The sanctions actually helped Iran in many ways. Far from being “crippling,” they forced Iran to become self-reliant in nearly every conventional industrial and commercial activity as well as agriculture. To be sure, Iran could not have lived under the sanctions indefinitely. The lack of access to the international banking system was debilitating, but there is no question that Iran’s internal economy was strong enough to continue for many years under these restrictions. Iran’s GDP growth as measured by the IMF and the World Bank was 3% last year, and its poverty rate was lower than the United States.

I recently returned on June 21 from a three-week trip throughout Iran and the incredible development of industrial infrastructure there as well as the plentiful agricultural supplies were evident everywhere.'

Thousands of foreign investors were ubiquitous even in provincial towns salivating at the opportunities that would emerge at a successful conclusion of the accords. One German industrialist said: “I had no idea how rich and developed Iran was. We will not have to build anything here. We just want to expand the industrial activities that already exist and increase marketing efforts. We will all make a great deal of money.”

Not well known is the fact that Iran has now become nearly self-sufficient in conventional arms manufacture. In fact, Iran is an arms exporter. In the final Vienna accords, a bargain was struck to maintain an embargo on conventional arms trade. This was another bluff. Iran doesn’t really need to import much in the way of arms, but by putting up a big show of resistance, the negotiators created a bargaining chip that really didn’t exist.

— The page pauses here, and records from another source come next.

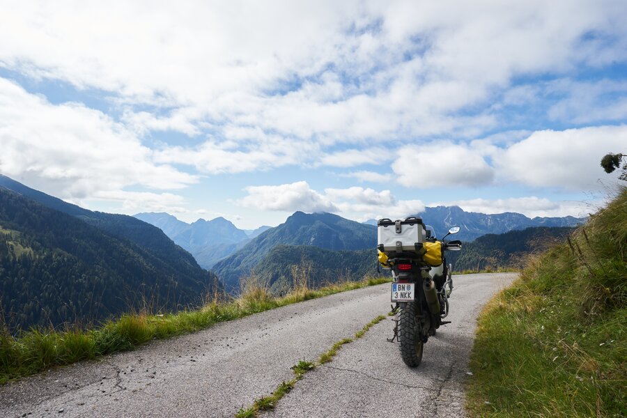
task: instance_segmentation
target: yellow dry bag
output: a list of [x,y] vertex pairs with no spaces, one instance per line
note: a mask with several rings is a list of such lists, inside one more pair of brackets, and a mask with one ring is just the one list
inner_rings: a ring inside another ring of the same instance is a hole
[[426,250],[426,253],[422,256],[425,263],[431,267],[438,267],[444,263],[444,258],[442,256],[442,242],[440,241],[424,242],[423,246]]
[[378,249],[377,251],[379,253],[379,263],[381,263],[381,265],[383,267],[387,267],[387,254],[384,252],[381,252]]

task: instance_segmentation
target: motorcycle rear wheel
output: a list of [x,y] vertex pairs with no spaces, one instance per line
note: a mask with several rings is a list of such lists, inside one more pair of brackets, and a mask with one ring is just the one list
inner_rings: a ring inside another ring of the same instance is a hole
[[423,342],[420,335],[416,304],[408,302],[398,312],[398,346],[401,358],[409,367],[416,367],[422,361]]

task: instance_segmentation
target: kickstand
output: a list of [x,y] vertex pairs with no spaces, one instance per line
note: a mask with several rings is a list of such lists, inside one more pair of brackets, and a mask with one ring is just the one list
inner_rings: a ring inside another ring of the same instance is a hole
[[[396,312],[398,311],[398,304],[396,304],[396,307],[390,306],[392,308],[392,311],[390,311],[390,314],[392,315],[396,315]],[[398,320],[396,319],[396,318],[393,318],[392,320],[394,321],[394,334],[392,338],[386,338],[385,339],[388,343],[393,343],[394,340],[398,341]]]

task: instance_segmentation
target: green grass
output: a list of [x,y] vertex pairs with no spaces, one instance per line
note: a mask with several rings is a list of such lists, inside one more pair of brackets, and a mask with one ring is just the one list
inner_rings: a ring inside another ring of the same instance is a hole
[[32,330],[22,332],[17,337],[0,330],[0,384],[51,366],[132,350],[153,339],[194,332],[216,323],[389,281],[391,279],[380,277],[316,290],[301,288],[279,298],[273,297],[266,289],[249,286],[242,296],[230,302],[214,301],[199,309],[177,314],[129,314],[94,330]]
[[328,363],[329,362],[332,360],[333,357],[337,355],[339,350],[345,344],[350,344],[355,339],[362,338],[362,336],[364,336],[364,334],[366,334],[366,332],[369,330],[370,330],[371,327],[372,327],[374,325],[379,323],[380,322],[385,319],[385,318],[386,317],[383,315],[379,315],[373,320],[366,324],[363,328],[357,331],[355,333],[354,338],[343,338],[333,344],[333,346],[328,351],[326,351],[320,355],[317,364],[315,364],[311,362],[305,362],[302,360],[298,362],[298,363],[297,363],[295,366],[293,366],[291,368],[292,371],[294,372],[294,379],[290,380],[289,382],[282,382],[279,385],[279,386],[271,395],[268,396],[262,396],[258,399],[256,399],[253,403],[252,405],[249,406],[248,408],[244,409],[244,408],[242,407],[235,415],[235,418],[249,418],[251,417],[256,417],[261,411],[274,409],[274,406],[277,405],[277,403],[279,402],[279,401],[280,401],[281,398],[283,398],[283,396],[284,396],[291,390],[292,390],[292,389],[294,388],[296,382],[302,379],[305,373],[311,370],[314,370],[317,366],[321,366],[325,363]]
[[476,417],[627,416],[627,192],[529,261],[479,317]]

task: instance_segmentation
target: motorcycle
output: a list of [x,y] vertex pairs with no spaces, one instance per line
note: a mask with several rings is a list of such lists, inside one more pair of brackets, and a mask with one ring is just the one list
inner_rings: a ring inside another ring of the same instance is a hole
[[379,262],[392,270],[390,300],[394,314],[394,336],[401,357],[410,367],[422,360],[423,348],[435,335],[449,314],[449,297],[453,291],[452,266],[444,251],[461,249],[461,242],[444,239],[459,232],[454,226],[438,240],[433,229],[420,218],[404,221],[383,219],[378,224]]

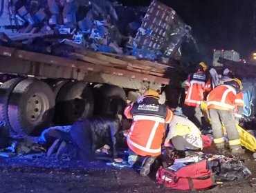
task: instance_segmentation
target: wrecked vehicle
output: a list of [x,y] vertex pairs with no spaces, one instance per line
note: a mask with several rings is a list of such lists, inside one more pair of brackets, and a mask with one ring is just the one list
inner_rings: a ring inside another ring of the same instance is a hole
[[101,0],[3,2],[0,121],[12,137],[122,114],[127,97],[149,88],[171,101],[163,92],[170,73],[188,70],[166,61],[179,58],[191,28],[156,1],[147,9]]

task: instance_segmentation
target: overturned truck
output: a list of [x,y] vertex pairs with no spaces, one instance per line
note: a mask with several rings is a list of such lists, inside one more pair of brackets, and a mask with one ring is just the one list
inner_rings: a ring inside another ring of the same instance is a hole
[[[10,21],[0,22],[0,121],[12,137],[121,114],[127,97],[149,88],[163,96],[170,72],[179,66],[170,61],[190,28],[172,8],[153,1],[138,13],[107,1],[80,1],[79,8],[64,1],[16,3],[12,12],[9,3],[1,5],[0,21]],[[127,21],[125,10],[143,19]]]

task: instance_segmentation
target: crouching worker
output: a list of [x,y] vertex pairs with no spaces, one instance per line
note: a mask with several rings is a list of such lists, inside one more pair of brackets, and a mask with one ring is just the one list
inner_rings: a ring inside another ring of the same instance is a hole
[[125,115],[133,119],[127,136],[128,163],[133,166],[140,157],[145,157],[140,172],[142,176],[149,173],[151,165],[161,154],[165,125],[173,118],[172,112],[166,105],[159,104],[158,100],[158,93],[149,89],[125,110]]
[[186,150],[203,149],[203,140],[199,129],[189,119],[175,115],[169,127],[164,146],[168,151],[173,146],[179,157],[185,157]]
[[97,117],[79,121],[71,126],[68,132],[60,130],[54,132],[60,142],[65,142],[66,147],[60,150],[60,145],[59,154],[69,154],[88,163],[94,159],[96,150],[108,145],[113,161],[122,162],[122,159],[118,158],[116,147],[120,129],[118,119]]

The United States would have done better had it actually known something about Iran, or had become realistic about its hyped-up rhetoric about the danger of Iran’s nuclear program before heading into these negotiations. The Bush-era sanctions against Iran created a false crisis and an utterly unnecessary sanctions regime. The resolution of this situation will certainly be good for the world, but Americans should be clear that this was a crisis of our own making, and most of the energy our negotiating team expended in the last 18 months was directed at saving face and backtracking from the mistakes of the Bush-era hyped-up crisis that never really existed.

 

William O. Beeman is Professor and Chair of the Department of Anthropology at the University of Minnesota. He has lived and conducted research in Iran for over 40 years and speaks fluent Persian. His 2008 book, The “Great Satan” vs. the “Mad Mullahs”: How the United States and Iran Demonize Each Other, shows how the current nuclear crisis arose. He traveled throughout Iran for three weeks in June.